A lumpsum puts every rupee to work from day one — strong when you accept today’s entry level and can stay long; harder when you prefer to average in. The math here uses one annual compounding step for clarity; it is not a scheme document.
What follows: your baseline, tenure and principal grids, return sensitivity, and a SIP contrast. Market-linked funds do not promise the assumed rate.
How this lumpsum growth model works
We apply the stated annual return once per year to the running balance — a simple compounding loop that separates principal, accumulated interest, and maturity. Real mutual funds mark to market daily; this model smooths returns into one annual step so you can compare scenarios quickly.
Calculation breakdown
- Principal: ₹98,10,000
- Estimated interest: ₹17,69,73,108
- Estimated maturity: ₹18,67,83,108
Scenario comparison
Different tenures
| Years | Interest | Maturity |
|---|---|---|
| 5 | ₹74,78,572 | ₹1,72,88,572 |
| 10 | ₹2,06,58,371 | ₹3,04,68,371 |
| 15 | ₹4,38,85,680 | ₹5,36,95,680 |
| 20 | ₹8,48,20,135 | ₹9,46,30,135 |
Different principal amounts (±15–25%)
| Scenario | Principal | Interest | Maturity |
|---|---|---|---|
| -25% vs base | ₹73,57,500 | ₹13,27,29,831 | ₹14,00,87,331 |
| -15% vs base | ₹83,38,500 | ₹15,04,27,142 | ₹15,87,65,642 |
| 15% vs base | ₹1,12,81,500 | ₹20,35,19,074 | ₹21,48,00,574 |
| 25% vs base | ₹1,22,62,500 | ₹22,12,16,385 | ₹23,34,78,885 |
Different return assumptions (same P and tenure)
| Scenario | Rate | Interest | Maturity |
|---|---|---|---|
| -25% vs base | 9% | ₹8,23,95,739 | ₹9,22,05,739 |
| -15% vs base | 10.2% | ₹11,27,61,772 | ₹12,25,71,772 |
| Base rate | 12% | ₹17,69,73,108 | ₹18,67,83,108 |
| 15% vs base | 13.8% | ₹27,29,17,349 | ₹28,27,27,349 |
| 25% vs base | 15% | ₹36,15,65,164 | ₹37,13,75,164 |
Comparison: lumpsum vs SIP (illustrative)
For perspective, an illustrative SIP of ₹31,442 per month at 12% for 26 years could land near ₹6,76,35,265 — different risk/return path than a one-time lumpsum; not a recommendation.
Lumpsum vs SIP is not a moral choice — it is a cash-flow and risk trade-off. If you already hold a large corpus, lumpsum deployment may be appropriate; if you are early in your career, SIPs can enforce discipline. Use both calculators on EasyCal to stress-test assumptions.
Frequently asked questions
- What is the future value of ₹98,10,000 at 12% for 26 years?
- Under annual compounding (illustrative), maturity is about ₹18,67,83,108 with interest near ₹17,69,73,108. Actual mutual fund lumpsum returns are not guaranteed.
- Lumpsum vs SIP — which is better?
- Lumpsum deploys capital immediately; SIP spreads entries over time. Risk/return profiles differ — use both calculators for perspective.
- Is this mutual fund lumpsum calculator India specific?
- It uses rupee amounts and common search intent for Indian investors; returns are illustrative, not a fund quote.
- Does this include tax?
- No — capital gains tax rules vary by asset and holding period.
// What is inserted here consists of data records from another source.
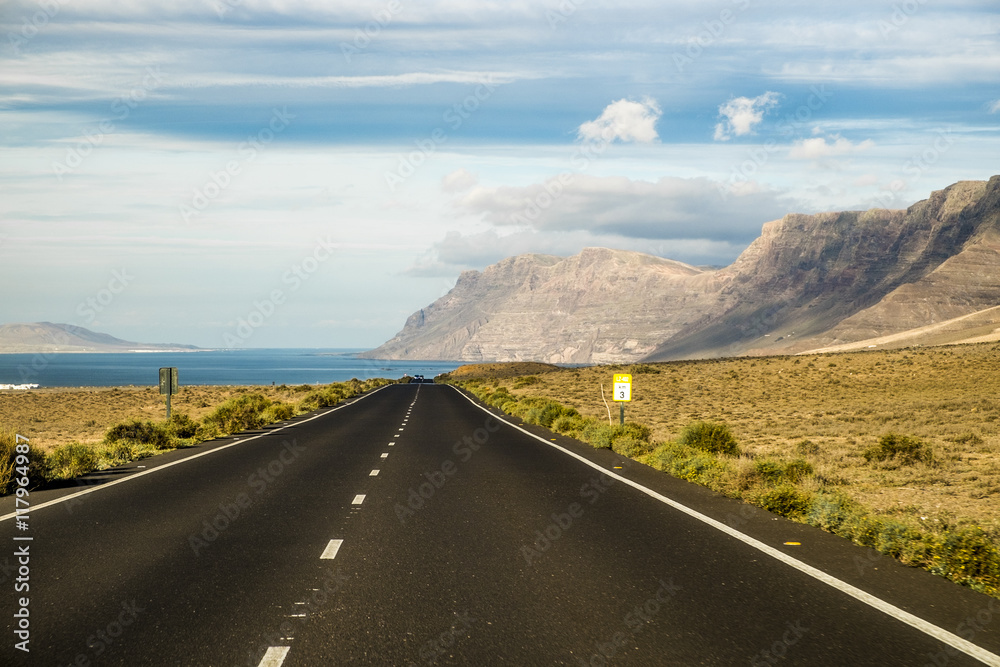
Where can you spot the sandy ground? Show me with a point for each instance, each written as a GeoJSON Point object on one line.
{"type": "Point", "coordinates": [842, 404]}
{"type": "Point", "coordinates": [55, 416]}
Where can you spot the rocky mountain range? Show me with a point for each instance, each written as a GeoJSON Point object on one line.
{"type": "Point", "coordinates": [47, 337]}
{"type": "Point", "coordinates": [929, 274]}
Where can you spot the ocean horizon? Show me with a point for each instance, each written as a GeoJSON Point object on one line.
{"type": "Point", "coordinates": [261, 366]}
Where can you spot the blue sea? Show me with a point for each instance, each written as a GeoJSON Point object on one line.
{"type": "Point", "coordinates": [215, 367]}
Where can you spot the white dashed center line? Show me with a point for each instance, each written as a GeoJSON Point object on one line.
{"type": "Point", "coordinates": [274, 656]}
{"type": "Point", "coordinates": [331, 549]}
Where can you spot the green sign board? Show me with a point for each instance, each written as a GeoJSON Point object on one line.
{"type": "Point", "coordinates": [168, 381]}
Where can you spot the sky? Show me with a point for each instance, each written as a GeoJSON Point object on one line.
{"type": "Point", "coordinates": [307, 173]}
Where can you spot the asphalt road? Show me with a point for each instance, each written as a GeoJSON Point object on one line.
{"type": "Point", "coordinates": [474, 543]}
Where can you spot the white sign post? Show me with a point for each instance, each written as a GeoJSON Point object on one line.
{"type": "Point", "coordinates": [623, 393]}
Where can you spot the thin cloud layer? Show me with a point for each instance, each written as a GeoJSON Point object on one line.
{"type": "Point", "coordinates": [670, 208]}
{"type": "Point", "coordinates": [818, 148]}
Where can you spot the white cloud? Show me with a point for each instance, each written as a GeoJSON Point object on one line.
{"type": "Point", "coordinates": [457, 251]}
{"type": "Point", "coordinates": [459, 180]}
{"type": "Point", "coordinates": [670, 208]}
{"type": "Point", "coordinates": [624, 120]}
{"type": "Point", "coordinates": [742, 114]}
{"type": "Point", "coordinates": [817, 148]}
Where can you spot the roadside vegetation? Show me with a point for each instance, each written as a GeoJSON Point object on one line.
{"type": "Point", "coordinates": [897, 450]}
{"type": "Point", "coordinates": [137, 438]}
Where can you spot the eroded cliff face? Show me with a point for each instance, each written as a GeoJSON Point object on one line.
{"type": "Point", "coordinates": [599, 306]}
{"type": "Point", "coordinates": [808, 281]}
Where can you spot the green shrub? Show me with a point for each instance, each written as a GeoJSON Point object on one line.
{"type": "Point", "coordinates": [9, 473]}
{"type": "Point", "coordinates": [900, 448]}
{"type": "Point", "coordinates": [710, 437]}
{"type": "Point", "coordinates": [701, 468]}
{"type": "Point", "coordinates": [629, 445]}
{"type": "Point", "coordinates": [797, 469]}
{"type": "Point", "coordinates": [182, 426]}
{"type": "Point", "coordinates": [968, 556]}
{"type": "Point", "coordinates": [548, 412]}
{"type": "Point", "coordinates": [598, 434]}
{"type": "Point", "coordinates": [239, 414]}
{"type": "Point", "coordinates": [278, 412]}
{"type": "Point", "coordinates": [806, 447]}
{"type": "Point", "coordinates": [72, 460]}
{"type": "Point", "coordinates": [769, 472]}
{"type": "Point", "coordinates": [141, 433]}
{"type": "Point", "coordinates": [785, 500]}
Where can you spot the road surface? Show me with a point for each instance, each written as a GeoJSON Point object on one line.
{"type": "Point", "coordinates": [413, 527]}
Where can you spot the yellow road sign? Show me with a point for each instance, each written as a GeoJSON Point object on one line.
{"type": "Point", "coordinates": [623, 387]}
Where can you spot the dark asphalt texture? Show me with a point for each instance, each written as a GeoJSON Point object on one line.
{"type": "Point", "coordinates": [475, 544]}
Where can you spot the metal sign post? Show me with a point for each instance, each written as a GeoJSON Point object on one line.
{"type": "Point", "coordinates": [623, 393]}
{"type": "Point", "coordinates": [168, 385]}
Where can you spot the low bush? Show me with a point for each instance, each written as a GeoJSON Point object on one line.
{"type": "Point", "coordinates": [899, 448]}
{"type": "Point", "coordinates": [797, 470]}
{"type": "Point", "coordinates": [278, 412]}
{"type": "Point", "coordinates": [9, 472]}
{"type": "Point", "coordinates": [710, 437]}
{"type": "Point", "coordinates": [181, 426]}
{"type": "Point", "coordinates": [72, 460]}
{"type": "Point", "coordinates": [785, 500]}
{"type": "Point", "coordinates": [140, 433]}
{"type": "Point", "coordinates": [239, 414]}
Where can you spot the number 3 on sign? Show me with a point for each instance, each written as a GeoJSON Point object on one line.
{"type": "Point", "coordinates": [623, 387]}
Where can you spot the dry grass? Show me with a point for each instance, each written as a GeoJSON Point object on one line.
{"type": "Point", "coordinates": [56, 416]}
{"type": "Point", "coordinates": [828, 409]}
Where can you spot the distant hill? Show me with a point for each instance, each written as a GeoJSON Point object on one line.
{"type": "Point", "coordinates": [46, 337]}
{"type": "Point", "coordinates": [929, 274]}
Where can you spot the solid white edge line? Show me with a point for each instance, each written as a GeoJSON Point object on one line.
{"type": "Point", "coordinates": [275, 656]}
{"type": "Point", "coordinates": [916, 622]}
{"type": "Point", "coordinates": [332, 547]}
{"type": "Point", "coordinates": [150, 471]}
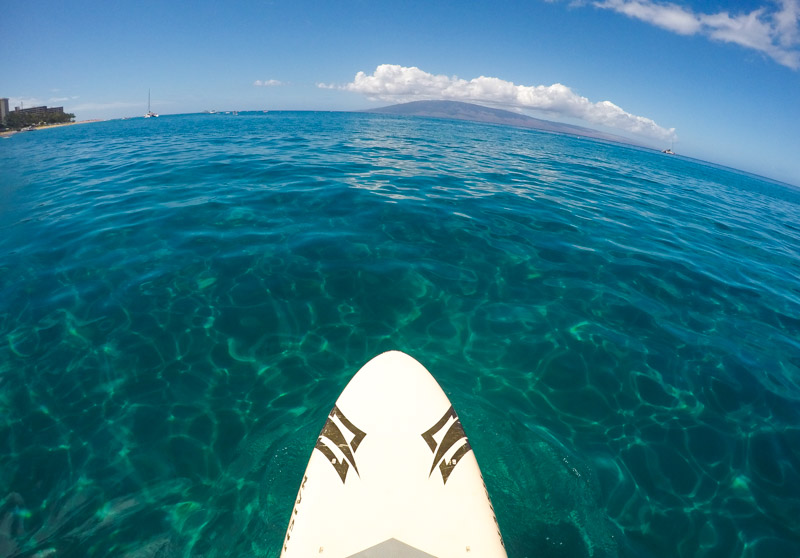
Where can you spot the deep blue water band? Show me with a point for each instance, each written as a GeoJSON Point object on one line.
{"type": "Point", "coordinates": [182, 299]}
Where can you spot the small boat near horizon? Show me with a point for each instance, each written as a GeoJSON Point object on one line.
{"type": "Point", "coordinates": [150, 113]}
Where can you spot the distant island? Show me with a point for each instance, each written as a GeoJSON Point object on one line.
{"type": "Point", "coordinates": [456, 110]}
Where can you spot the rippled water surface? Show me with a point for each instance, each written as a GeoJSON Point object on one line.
{"type": "Point", "coordinates": [182, 299]}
- Can I change the return assumption?
- Yes — rerun with a lower rate for conservative planning.
- Where can I explore more scenarios?
- Use the internal links below for nearby principals, tenures, and rates.
Internal linking — related lumpsum calculator pages
Explore nearby scenarios on EasyCal — each link opens a calculator page with matching inputs (programmatic SEO).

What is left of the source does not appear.